The 1906–07 Army Cadets men's basketball team represented United States Military Academy during the 1906–07 college men's basketball season. The head coach was Harry A. Fisher, coaching his first season with the Cadets. The team captain was Lewis Rockwell.

==Schedule==

| Date time, TV | Opponent | Result | Record | Site city, state |
|  | Pratt Institute | W 35–33 | 1–0 | West Point, NY |
|  | Manhattan | W 57–20 | 2–0 | West Point, NY |
|  | Brooklyn Poly.
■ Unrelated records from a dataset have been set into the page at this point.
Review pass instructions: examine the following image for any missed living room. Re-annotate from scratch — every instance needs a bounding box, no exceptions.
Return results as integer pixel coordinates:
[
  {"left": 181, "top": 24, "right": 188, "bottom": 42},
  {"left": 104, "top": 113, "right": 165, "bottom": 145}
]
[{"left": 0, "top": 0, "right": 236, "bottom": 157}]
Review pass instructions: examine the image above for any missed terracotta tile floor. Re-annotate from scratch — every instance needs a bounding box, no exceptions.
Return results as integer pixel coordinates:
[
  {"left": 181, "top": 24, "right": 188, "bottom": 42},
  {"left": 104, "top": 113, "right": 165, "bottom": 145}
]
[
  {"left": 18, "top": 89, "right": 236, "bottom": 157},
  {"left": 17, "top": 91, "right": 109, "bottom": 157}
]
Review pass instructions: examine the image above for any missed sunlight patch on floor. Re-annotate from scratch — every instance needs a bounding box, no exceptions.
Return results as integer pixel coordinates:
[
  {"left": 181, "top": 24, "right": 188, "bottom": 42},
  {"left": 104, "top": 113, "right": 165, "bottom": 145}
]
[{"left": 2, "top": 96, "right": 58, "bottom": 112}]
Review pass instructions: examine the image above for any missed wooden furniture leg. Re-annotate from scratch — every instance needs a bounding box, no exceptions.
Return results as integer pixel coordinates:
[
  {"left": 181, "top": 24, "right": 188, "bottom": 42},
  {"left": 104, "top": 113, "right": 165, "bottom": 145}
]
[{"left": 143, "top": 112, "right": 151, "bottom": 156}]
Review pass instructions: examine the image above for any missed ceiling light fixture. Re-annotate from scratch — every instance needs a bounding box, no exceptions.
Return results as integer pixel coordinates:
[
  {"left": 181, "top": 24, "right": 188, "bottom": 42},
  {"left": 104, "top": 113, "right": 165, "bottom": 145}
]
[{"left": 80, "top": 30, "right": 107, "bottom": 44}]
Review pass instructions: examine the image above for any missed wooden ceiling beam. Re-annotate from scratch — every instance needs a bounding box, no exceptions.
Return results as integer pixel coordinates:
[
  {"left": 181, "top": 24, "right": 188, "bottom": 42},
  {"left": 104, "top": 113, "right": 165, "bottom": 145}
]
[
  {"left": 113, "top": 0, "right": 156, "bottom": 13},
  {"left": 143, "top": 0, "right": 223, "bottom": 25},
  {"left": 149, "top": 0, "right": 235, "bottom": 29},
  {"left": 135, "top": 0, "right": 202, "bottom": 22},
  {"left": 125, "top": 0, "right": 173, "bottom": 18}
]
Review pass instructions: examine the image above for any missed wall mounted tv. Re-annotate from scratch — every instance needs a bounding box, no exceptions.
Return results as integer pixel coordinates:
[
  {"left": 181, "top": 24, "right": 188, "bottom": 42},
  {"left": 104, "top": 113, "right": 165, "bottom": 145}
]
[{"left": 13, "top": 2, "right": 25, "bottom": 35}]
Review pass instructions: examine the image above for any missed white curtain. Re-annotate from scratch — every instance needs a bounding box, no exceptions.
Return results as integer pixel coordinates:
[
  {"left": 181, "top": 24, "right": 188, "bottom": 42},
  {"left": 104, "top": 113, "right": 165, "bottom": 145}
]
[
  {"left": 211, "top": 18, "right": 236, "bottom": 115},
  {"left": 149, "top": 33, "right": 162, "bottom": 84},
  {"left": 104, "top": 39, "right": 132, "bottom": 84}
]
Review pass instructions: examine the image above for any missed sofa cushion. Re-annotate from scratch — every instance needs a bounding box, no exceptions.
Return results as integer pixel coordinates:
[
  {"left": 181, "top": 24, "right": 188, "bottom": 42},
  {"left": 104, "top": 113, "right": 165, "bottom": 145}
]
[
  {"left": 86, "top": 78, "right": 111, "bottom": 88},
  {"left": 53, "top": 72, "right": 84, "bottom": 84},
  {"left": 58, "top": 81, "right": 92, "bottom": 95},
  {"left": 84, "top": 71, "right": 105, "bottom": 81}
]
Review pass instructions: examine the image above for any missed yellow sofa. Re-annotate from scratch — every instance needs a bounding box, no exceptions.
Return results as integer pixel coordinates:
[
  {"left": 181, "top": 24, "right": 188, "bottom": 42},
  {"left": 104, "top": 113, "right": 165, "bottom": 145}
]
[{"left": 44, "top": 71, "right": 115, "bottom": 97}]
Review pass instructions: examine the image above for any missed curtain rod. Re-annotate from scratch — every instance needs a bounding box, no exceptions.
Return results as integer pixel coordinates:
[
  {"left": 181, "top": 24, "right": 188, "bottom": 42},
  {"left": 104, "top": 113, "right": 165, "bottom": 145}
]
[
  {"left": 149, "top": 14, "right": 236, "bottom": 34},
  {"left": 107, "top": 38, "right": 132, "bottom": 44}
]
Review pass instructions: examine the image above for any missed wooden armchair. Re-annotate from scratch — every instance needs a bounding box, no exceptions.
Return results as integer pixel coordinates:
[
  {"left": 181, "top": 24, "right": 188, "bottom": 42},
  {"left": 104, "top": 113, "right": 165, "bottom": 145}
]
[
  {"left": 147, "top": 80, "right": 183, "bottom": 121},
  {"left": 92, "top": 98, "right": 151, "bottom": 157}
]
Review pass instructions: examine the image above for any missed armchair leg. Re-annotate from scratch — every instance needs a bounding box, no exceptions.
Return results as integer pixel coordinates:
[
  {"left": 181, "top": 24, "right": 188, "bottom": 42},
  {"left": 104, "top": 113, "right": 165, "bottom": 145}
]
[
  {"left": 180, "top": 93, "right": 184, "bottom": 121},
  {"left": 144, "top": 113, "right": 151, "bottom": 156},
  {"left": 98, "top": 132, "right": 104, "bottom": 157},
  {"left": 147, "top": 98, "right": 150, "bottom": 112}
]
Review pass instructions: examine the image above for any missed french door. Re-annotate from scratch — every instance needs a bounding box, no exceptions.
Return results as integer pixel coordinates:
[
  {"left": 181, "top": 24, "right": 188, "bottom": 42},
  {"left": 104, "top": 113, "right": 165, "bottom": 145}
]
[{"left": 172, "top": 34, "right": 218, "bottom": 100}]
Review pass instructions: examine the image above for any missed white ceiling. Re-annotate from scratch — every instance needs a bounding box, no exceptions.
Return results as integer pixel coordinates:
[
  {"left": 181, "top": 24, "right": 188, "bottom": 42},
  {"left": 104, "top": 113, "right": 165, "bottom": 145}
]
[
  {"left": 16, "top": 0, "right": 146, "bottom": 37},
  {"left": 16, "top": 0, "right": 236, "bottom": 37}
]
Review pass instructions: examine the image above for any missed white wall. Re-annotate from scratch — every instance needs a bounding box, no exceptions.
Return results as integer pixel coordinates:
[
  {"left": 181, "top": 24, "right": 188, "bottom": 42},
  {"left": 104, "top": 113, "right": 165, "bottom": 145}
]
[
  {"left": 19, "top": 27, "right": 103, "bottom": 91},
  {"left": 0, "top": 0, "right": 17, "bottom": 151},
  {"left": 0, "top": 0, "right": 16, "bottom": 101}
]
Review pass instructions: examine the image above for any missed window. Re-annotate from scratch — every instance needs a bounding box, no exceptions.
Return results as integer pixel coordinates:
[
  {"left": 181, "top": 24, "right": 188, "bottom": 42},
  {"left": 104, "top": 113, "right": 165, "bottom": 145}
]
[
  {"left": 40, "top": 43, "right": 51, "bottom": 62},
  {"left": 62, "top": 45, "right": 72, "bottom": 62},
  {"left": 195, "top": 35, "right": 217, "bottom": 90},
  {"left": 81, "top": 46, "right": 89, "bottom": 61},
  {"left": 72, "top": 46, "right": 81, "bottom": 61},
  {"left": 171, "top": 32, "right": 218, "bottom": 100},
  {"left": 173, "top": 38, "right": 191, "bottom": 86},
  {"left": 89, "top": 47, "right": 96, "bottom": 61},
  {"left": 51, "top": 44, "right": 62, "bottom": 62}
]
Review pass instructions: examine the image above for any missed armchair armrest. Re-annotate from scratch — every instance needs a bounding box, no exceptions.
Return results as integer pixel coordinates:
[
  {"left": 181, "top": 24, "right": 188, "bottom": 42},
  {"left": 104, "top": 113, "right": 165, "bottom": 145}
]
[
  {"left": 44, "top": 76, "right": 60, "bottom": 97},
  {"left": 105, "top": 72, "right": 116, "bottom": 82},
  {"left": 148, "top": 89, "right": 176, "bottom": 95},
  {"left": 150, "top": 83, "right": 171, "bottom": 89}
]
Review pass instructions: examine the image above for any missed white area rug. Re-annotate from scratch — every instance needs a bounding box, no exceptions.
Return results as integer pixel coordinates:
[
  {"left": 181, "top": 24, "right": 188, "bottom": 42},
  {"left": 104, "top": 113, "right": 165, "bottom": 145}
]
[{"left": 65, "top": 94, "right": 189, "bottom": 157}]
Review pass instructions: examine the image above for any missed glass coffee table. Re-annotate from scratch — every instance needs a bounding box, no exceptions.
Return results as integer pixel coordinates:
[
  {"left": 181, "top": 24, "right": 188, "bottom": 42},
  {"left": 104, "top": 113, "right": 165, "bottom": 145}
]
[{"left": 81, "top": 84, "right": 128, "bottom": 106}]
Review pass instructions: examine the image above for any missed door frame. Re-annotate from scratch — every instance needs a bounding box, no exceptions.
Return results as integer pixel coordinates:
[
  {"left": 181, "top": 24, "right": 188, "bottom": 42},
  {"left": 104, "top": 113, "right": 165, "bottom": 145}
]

Inst. | W 42–20 | 3–0 | West Point, NY |
|  | Stevens Institute | W 80–10 | 4–0 | West Point, NY |
|  | Princeton | L 27–29 | 4–1 | West Point, NY |
|  | Columbia | L 13–34 | 4–2 | West Point, NY |
|  | Colgate | L 19–27 | 4–3 | West Point, NY |
|  | Mass. Inst. Tech. | W 19–13 | 5–3 | West Point, NY |
|  | C.C.N.Y. | L 23–28 | 5–4 | West Point, NY |
| 2/15/1907 | Penn State | W 32–16 | 6–4 | West Point, NY |
|  | Fordham | W 30–15 | 7–4 | West Point, NY |
|  | Lehigh | L 24–26 | 7–5 | West Point, NY |
|  | Troy Institute Tech. | W 54–19 | 8–5 | West Point, NY |
|  | Trinity | W 39–24 | 9–5 | West Point, NY |
*Non-conference game. (#) Tournament seedings in parentheses.